Надо будет…
– Александр Владимирович! – позвала я Григорьева, который откатился уже за свой стол и успел зарыться в бумагах, – Александр Владимирович, а в каком цирке Задовский работал?
– Да в местном, – не поднимая головы, прогудел Григорьев. – На площади, где фонтан.
Надо будет проверить.
Хотя зачем мне это надо? Непохоже, чтобы вся эта петрушка с бумагами из-за него была. Конечно, я и наговаривала на него Александру Владимировичу, да и мотивы у Задовского довольно ясно воображаются… Но…
Циркач. Хм…
Черт его знает, впрочем. Разберемся. Циркач. Еще бы с этой прекрасной незнакомкой разобраться. И Генриха отыскать. Поговорить, чтоб отпала у него охота на меня покушения делать. И вот тогда – посмотрим.
* * *
– Может быть, Александр Владимирович, сделать небольшую прогулку? – деловито предложила я после обеда в банковской служебной столовой. – Неторопливая такая прогулочка очень для организма полезна.

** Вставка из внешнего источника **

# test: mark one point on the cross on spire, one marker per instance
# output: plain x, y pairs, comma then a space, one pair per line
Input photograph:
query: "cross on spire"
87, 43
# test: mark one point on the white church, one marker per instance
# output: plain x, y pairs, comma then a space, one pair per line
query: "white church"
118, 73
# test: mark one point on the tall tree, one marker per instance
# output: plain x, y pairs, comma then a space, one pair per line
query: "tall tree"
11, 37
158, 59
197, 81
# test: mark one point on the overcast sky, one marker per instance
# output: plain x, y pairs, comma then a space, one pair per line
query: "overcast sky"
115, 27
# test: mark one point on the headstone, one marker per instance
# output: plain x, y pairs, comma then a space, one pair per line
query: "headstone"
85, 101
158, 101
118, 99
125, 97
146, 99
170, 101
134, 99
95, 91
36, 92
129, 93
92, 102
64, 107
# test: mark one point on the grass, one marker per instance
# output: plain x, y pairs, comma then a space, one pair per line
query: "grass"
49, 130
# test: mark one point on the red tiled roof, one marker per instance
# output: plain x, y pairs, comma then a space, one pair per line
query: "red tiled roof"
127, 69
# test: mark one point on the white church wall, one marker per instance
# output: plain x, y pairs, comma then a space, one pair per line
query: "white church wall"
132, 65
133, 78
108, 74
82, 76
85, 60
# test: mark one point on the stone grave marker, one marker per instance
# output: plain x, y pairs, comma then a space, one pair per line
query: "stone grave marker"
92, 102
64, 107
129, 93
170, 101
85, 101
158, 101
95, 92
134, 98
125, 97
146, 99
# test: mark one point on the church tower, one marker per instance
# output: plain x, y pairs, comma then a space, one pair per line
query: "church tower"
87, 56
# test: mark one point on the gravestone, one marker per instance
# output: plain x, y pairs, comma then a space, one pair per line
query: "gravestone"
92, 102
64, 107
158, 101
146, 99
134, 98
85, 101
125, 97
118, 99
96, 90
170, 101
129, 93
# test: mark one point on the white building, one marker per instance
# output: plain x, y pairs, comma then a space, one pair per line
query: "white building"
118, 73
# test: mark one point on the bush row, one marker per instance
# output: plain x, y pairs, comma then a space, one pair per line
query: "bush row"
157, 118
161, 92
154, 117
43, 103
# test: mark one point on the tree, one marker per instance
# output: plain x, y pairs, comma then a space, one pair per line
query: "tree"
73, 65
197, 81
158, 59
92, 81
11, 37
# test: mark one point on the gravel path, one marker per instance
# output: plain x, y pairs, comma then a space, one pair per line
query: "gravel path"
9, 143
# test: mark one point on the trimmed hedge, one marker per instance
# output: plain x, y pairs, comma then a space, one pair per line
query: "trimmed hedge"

– Ну зачем? – недовольно пробурчал Григорьев.
Он нисколько от еды не разленился. Он отложил свои бумаги и увлеченно щелкал теперь на компьютере.
– Ну зачем, Женя? Бумаги же у меня не пропали на этот раз. А эту… со светлыми волосами и потом выследить можно.
Голубоватый водянистый свет от дисплея делал лицо Александра Владимировича похожим на рыбу, прильнувшую к аквариумному стеклу.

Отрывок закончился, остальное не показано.